Create a data-wrangling recipe to prepare your data as per your needs. When the recipe is complete, it will be applied to the input dataset to create a new transformed dataset.
Tip: If your dataset is already ready for machine learning/analysis and you do not need to prepare your data further, you may skip this step and create an app directly after importing your dataset
Continuing from the previous article, Create a new dataset, you next have the option to prepare data to suit your needs. Let’s use the same german_credit_score dataset for this.
1. Create a recipe
You can use “Process data” from the “Quick Access” in dataset listing page or select “Create Recipe” in the dataset detail page. Then, select "Create a new data wrangling recipe", name your recipe, and click "Create".
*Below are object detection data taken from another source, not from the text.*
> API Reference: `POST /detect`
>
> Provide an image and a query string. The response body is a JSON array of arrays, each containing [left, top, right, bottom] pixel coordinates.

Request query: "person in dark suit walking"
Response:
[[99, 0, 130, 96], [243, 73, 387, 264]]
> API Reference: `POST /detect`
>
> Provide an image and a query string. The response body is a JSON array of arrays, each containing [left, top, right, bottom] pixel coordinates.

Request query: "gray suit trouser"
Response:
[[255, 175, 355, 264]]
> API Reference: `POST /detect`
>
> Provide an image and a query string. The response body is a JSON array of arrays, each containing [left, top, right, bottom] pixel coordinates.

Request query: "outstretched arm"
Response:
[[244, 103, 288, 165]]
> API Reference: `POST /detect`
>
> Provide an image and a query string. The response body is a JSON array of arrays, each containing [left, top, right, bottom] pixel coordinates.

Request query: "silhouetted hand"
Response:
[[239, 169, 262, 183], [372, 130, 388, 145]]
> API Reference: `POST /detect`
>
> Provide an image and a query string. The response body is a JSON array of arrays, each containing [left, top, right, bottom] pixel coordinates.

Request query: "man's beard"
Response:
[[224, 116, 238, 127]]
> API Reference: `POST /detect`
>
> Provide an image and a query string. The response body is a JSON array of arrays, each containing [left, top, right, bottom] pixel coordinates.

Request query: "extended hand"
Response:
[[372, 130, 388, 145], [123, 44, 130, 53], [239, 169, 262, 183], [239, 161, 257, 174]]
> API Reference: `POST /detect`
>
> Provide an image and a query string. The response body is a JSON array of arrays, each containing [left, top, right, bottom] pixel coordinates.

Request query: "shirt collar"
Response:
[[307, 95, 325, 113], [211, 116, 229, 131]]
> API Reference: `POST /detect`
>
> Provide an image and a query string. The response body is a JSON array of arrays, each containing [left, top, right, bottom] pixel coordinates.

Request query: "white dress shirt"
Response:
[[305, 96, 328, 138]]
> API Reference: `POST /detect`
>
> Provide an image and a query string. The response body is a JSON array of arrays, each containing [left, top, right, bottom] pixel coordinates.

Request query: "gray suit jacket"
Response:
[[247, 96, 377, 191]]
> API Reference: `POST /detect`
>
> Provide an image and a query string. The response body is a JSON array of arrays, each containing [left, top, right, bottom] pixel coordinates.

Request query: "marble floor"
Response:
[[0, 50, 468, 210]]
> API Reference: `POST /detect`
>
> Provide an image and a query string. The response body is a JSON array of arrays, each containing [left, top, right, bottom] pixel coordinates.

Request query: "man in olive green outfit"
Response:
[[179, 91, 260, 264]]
Note: For more information, see What is a recipe?
2. Start a recipe-building session
You will then enter the recipe-building session. The Engine will need 1-2 minutes to prepare the session before you can begin
3. Add suggested actions
The Engine will automatically generate suggestions on what actions to add to the recipe. These suggestions are shown in the suggestions tab.
Click on the (+) buttons next to the 2 suggestions to queue them up in the recipe:
-
Convert columns to numeric type
-
Drop columns
After you are done adding both suggestions, click "commit action" in the recipe panel.
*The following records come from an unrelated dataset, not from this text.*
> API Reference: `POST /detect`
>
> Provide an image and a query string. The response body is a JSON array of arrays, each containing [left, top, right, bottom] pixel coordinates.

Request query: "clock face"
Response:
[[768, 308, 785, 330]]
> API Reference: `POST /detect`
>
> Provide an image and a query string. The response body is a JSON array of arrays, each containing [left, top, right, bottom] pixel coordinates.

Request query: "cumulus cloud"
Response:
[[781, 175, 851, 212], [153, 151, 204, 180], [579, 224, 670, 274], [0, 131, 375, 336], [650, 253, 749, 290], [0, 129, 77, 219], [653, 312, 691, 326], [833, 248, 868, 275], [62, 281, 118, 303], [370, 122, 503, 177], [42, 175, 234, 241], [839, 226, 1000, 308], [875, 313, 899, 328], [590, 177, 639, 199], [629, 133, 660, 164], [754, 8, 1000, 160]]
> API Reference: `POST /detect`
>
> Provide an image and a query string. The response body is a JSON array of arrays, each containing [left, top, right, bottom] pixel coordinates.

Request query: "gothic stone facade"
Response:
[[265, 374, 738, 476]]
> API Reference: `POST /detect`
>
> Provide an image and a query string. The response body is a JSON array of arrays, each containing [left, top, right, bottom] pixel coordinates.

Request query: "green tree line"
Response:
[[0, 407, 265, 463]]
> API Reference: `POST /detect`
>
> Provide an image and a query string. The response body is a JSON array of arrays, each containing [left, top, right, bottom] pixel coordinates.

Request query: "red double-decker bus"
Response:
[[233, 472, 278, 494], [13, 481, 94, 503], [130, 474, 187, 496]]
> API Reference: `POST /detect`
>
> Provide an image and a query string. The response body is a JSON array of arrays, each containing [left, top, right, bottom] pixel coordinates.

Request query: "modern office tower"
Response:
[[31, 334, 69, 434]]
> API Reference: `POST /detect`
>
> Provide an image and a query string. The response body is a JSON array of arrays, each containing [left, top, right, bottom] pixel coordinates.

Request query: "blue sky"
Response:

Tip: Are you curious about why the Engine provided these suggestions? Click on "see analysis" in the suggestion box to find out.
Note: For more information, see What are suggestions?
4. Add actions
Next, we want to add one or more specific actions to the recipe:
-
Drop columns: Column1 is just the row number
Add Drop Columns action
-
Click on the "Add Action" tab.
-
In the search field, enter "Drop".
-
Select the Drop action
-
Under Input Columns, select "Column1"
-
Click “ADD” to add the action to the queue
Note: To see a full list of actions supported in the Engine, see action catalogue.
5. Commit actions
Select the "RECIPE" tab, and at the bottom of tab, click on "Commit Actions".
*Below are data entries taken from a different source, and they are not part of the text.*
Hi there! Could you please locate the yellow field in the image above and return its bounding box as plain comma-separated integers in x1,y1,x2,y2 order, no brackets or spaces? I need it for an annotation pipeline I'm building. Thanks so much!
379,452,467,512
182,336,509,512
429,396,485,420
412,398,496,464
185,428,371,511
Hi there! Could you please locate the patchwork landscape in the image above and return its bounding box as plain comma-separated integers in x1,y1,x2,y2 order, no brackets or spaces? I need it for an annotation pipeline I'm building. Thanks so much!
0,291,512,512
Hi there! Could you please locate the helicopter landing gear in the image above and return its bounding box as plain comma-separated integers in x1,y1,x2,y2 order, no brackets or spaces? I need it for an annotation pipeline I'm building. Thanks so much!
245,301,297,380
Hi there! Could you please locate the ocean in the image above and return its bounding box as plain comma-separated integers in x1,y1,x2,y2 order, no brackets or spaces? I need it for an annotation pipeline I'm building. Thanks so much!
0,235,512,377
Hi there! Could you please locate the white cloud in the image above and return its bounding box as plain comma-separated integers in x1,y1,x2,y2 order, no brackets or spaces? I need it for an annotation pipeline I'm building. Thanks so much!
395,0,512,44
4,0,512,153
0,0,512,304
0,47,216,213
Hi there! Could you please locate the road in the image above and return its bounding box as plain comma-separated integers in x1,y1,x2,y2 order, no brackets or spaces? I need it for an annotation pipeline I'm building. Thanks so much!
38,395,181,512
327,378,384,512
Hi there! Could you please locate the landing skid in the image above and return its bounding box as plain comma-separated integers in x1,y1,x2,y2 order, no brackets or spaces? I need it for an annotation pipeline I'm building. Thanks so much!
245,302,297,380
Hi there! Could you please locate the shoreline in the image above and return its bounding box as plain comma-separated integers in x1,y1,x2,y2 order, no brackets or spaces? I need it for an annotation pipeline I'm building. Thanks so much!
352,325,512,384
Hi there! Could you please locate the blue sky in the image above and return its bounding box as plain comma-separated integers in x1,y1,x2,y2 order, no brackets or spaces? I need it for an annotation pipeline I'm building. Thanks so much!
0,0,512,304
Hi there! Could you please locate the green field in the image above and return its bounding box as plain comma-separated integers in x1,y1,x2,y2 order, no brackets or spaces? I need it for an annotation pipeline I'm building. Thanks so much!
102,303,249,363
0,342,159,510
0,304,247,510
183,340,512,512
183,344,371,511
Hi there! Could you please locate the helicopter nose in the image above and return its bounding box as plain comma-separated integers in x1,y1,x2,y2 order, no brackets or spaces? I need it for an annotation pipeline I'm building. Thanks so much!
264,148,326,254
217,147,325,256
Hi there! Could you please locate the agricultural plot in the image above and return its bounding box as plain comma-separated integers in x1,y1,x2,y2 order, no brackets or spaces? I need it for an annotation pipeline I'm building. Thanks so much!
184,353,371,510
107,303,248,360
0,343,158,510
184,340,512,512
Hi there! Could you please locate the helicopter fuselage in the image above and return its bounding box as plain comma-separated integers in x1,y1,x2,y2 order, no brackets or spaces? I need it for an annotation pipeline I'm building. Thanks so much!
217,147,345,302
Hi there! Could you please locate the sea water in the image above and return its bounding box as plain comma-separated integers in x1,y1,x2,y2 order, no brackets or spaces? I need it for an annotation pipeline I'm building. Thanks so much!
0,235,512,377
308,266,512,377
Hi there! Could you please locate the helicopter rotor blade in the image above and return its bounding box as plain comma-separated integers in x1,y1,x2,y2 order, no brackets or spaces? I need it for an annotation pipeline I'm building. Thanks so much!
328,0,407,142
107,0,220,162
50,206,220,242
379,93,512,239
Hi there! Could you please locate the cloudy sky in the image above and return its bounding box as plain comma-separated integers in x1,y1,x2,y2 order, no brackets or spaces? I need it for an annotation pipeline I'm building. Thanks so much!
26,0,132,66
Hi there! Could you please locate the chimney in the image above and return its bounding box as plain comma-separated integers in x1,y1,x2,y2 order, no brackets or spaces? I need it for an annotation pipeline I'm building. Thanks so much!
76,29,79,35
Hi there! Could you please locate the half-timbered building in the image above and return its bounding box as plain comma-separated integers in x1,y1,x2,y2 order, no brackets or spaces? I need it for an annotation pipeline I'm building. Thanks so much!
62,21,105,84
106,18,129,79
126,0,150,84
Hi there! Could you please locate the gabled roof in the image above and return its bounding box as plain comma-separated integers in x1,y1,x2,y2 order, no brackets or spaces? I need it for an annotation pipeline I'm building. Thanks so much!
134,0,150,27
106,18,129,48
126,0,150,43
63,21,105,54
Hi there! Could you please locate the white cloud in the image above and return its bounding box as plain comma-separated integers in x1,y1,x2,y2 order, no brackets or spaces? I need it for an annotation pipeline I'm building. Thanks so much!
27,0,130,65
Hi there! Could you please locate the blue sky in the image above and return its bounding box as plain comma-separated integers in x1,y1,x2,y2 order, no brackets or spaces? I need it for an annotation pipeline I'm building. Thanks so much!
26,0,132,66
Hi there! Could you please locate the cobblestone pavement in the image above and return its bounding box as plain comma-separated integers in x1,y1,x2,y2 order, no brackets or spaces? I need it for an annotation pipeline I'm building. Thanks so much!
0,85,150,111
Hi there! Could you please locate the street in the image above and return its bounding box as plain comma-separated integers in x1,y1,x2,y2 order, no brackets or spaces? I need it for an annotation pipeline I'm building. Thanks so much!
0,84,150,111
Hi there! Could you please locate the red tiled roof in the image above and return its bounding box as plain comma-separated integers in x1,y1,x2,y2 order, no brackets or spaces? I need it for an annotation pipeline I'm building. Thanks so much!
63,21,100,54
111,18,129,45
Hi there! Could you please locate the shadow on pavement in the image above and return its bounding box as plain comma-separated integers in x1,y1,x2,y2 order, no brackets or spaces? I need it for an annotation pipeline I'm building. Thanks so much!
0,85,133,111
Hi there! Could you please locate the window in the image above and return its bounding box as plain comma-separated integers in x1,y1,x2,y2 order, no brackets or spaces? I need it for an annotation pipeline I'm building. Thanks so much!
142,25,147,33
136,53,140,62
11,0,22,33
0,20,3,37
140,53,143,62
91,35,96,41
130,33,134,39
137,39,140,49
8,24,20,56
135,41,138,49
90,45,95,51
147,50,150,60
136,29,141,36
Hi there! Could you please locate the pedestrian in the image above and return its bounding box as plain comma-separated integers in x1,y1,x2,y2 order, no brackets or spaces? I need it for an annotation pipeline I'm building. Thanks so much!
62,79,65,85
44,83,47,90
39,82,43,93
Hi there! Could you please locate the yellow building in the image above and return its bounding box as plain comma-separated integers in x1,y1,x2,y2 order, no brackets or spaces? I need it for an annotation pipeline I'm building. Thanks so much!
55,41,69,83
Caution: Once actions are committed, they can no longer be edited.
This will apply the actions to the entire dataset and generate a fresh set of suggestions based on the latest dataset. At this stage, you may choose to repeat steps (3) and (4) to further transform the dataset as desired.
For this tutorial, we are happy with the current state of the dataset. Proceed to the next step to finalize & end.
6. Finalize & end
Click on "Finalize & end" to finalize the recipe. This will generate a transformed dataset (german_credit_score - Processed) by applying the actions in your recipe to the selected input dataset.
At the time of finalizing the recipe, any queued action will automatically be committed.
Caution: Please note finalized recipes are no longer editable. You will need to create a new recipe to make changes.